TUJUH BELAS.

1.4K 208 14
                                        

Aku sangat menikmati jalan malamku dikota ini. Sungguh pengalaman yang takkan kulupakan seumur hidupku. Ditambah udara dan lampu jalan yang menjadikan kota ini terlalu romantis bagiku. Kulihat Arzu dengan kamera yang ia lingkarkan di lengan kirinya, baru tau juga kalau Arzu bisa mengambil foto dengan baik. Ku kira dia hanya bisa kerja saja. 

"Dem, nengok dong."

Ckrek!

"Ih Arzu! Aku belum siap tau!" Ujarku berusaha melihat hasil foto dikameranya.

"Gak papa." Jawabnya sambil menghindar agar aku tak melihat hasilnya. Huh, menyebalkan sekali bukan. "Kamu gak lapar, Dem?" Arzu kembali memperhatikanku disampingnya.

"Makannya habis dari Eiffel Tower aja. Soalnya katanya malam ini mau ada pertunjukkan lampu, makanya cepetan dong jalannya!" Aku menarik lengannya agar lebih fokus dalam berjalan, bukan fokus foto-foto.

Tanpa ku sadari, aku malah menggandengnya. Cepat-cepat aku melepas tautan tanganku dan tangannya, begonya juga Arzu tak menolak. Ia memang selalu mencari kesempatan dalam kesempitan. "Gak sengaja." Ujarku mengalihkan wajah darinya.

Arzu tersenyum. "Dasar modus."

"Enak aja!" Lawanku tak terima dibilang modus. Toh, jelas-jelas aku benar-benar tidak sengaja.

"Udah udah, nanti ketinggalan pertunjukan lampu trus marah lagi deh." Ujar Arzu sambil berjalan lebih cepat dariku. Sedangkan aku turut berjalan cepat dan membuntutinya dari belakang.

Bisa dibilang sangat senang sih untuk malam ini, jarang-jarang juga aku dan Arzu berjalan bersama, selangkah dan berirama seperti ini. Terdengar lebay memang, tapi memang benar adanya. Sebenarnya, dari awal aku kerja dirumah sakit Daddyku sendiri, Arzu sangat melarang keras diriku untuk bekerja karena ada satu dan lain hal. Tapi aku tetap batu dan keras kepala karena sampai sekarang aku juga tak tau alasan apa yang membuatnya melarangku seperti itu.

Jika dibilang lelah, yah, aku juga lelah bekerja. Tapi aku tidak ingin menjadi wanita monoton yang hanya mendapatkan uang dari bulanan suami saja. Ada kalanya pula, aku yang harus bergantian dengan Arzu. Mentraktirnya contohnya, ya walau ia selalu menolak keras saat aku mentraktirnya sekecil apapun itu nominalnya. Ia bilang, wanita tak pantas membayarkan lelaki. 
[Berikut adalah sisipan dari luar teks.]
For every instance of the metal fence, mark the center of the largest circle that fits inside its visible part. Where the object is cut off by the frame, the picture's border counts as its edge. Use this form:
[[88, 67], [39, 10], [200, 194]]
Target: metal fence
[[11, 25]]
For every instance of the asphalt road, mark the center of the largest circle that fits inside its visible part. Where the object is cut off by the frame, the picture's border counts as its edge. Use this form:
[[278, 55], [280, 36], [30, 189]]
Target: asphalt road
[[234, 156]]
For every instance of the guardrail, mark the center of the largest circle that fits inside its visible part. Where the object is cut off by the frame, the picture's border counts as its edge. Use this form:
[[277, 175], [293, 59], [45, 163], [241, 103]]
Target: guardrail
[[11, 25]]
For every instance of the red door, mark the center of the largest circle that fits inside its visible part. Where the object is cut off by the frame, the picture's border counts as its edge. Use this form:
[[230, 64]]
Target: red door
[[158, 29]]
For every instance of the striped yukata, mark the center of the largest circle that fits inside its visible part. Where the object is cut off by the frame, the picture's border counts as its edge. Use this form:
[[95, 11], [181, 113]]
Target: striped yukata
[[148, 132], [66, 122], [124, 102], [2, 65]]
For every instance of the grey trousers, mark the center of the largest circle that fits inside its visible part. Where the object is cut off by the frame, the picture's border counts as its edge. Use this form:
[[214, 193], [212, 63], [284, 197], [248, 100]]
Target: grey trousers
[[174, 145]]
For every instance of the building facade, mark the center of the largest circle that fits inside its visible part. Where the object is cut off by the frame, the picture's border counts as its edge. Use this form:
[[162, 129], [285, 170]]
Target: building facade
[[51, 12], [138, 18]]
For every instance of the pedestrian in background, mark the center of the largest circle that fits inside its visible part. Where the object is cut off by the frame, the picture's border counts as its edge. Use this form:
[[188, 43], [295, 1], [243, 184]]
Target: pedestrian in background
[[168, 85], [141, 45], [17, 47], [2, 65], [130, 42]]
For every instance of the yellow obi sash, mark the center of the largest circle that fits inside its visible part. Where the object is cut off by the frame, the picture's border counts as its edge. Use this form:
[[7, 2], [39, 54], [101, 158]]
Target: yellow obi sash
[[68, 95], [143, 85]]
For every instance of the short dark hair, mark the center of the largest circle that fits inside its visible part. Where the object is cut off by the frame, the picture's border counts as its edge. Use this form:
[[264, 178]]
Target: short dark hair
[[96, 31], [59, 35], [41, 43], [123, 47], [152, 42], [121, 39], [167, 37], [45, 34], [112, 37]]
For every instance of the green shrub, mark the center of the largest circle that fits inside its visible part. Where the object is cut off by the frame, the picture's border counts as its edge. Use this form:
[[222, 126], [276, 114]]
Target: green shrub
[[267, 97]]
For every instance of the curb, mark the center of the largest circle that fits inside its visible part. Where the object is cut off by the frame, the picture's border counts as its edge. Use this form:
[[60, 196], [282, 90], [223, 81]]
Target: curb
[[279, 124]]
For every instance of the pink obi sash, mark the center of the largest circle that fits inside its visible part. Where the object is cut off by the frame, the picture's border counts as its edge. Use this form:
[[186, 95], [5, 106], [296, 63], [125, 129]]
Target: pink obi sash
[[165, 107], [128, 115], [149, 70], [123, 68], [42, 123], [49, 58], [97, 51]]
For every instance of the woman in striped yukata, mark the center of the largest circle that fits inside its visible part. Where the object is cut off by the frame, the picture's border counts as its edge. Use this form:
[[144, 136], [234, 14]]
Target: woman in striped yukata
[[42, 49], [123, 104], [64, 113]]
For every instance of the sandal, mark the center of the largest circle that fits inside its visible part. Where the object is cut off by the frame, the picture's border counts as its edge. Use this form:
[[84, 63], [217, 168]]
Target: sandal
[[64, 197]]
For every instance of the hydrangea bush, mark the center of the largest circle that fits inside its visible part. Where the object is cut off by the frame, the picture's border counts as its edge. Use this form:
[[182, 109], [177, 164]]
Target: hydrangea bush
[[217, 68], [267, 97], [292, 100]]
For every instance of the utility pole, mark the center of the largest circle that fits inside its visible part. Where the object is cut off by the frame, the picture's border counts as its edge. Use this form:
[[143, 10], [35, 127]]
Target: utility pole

Padahal kan sekali-kali aku ingin mentraktir dan membuatnya senang, walau tidak tau juga sih Arzu senang atau tidak. Yang ku tau, semua orang pasti senang jika ditraktir. Toh, siapa sih yang tidak senang?

"Dem, lihat ke atas!" 

Khayalanku pudar seketika saat lampu warna warni yang berasal dari menara Eiffel itu mengarah ke penghujung-penghujung awan hitam dilangit kota Paris ini. Astaga, indah sekali!

Aku menikmatinya tak berkedip. Ya tuhan, aku benar-benar jatuh cinta dengan kota ini!

***

ARZU POV.

Sebenarnya, dari dulu aku punya bakat photography. Tapi karena pekerjaanku yang numpuk saja yang selalu membuatku tak punya waktu untuk memegang kamera lagi. Ah, untungnya aku bisa berlibur ke Paris. Bisa menikmati yang namanya The Real 'Jalan-Jalan' yang sesungguhnya, karena dari dulu aku jalan-jalan hanya panggilan pekerjaan saja. Ditambah dengan wanita menggemaskan disampingku ini.

Sedari tadi, aku memfotonya diam-diam. Aku suka saja entah kenapa. Aku tau, aku memang aneh.

Didepanku sudah ada dirinya yang sedari tadi benar-benar mengabaikanku karena kemilau indah lampu menara Eiffel didepanku yang sedang menyorotkan cahayanya ke berbagai sisi kota ini. Aku benar-benar sudah tidak dianggap lagi dimatanya karena ia yang terlalu fokus dengan cahaya indah di menara Eiffel ini. Lucu, walau menyebalkan sih.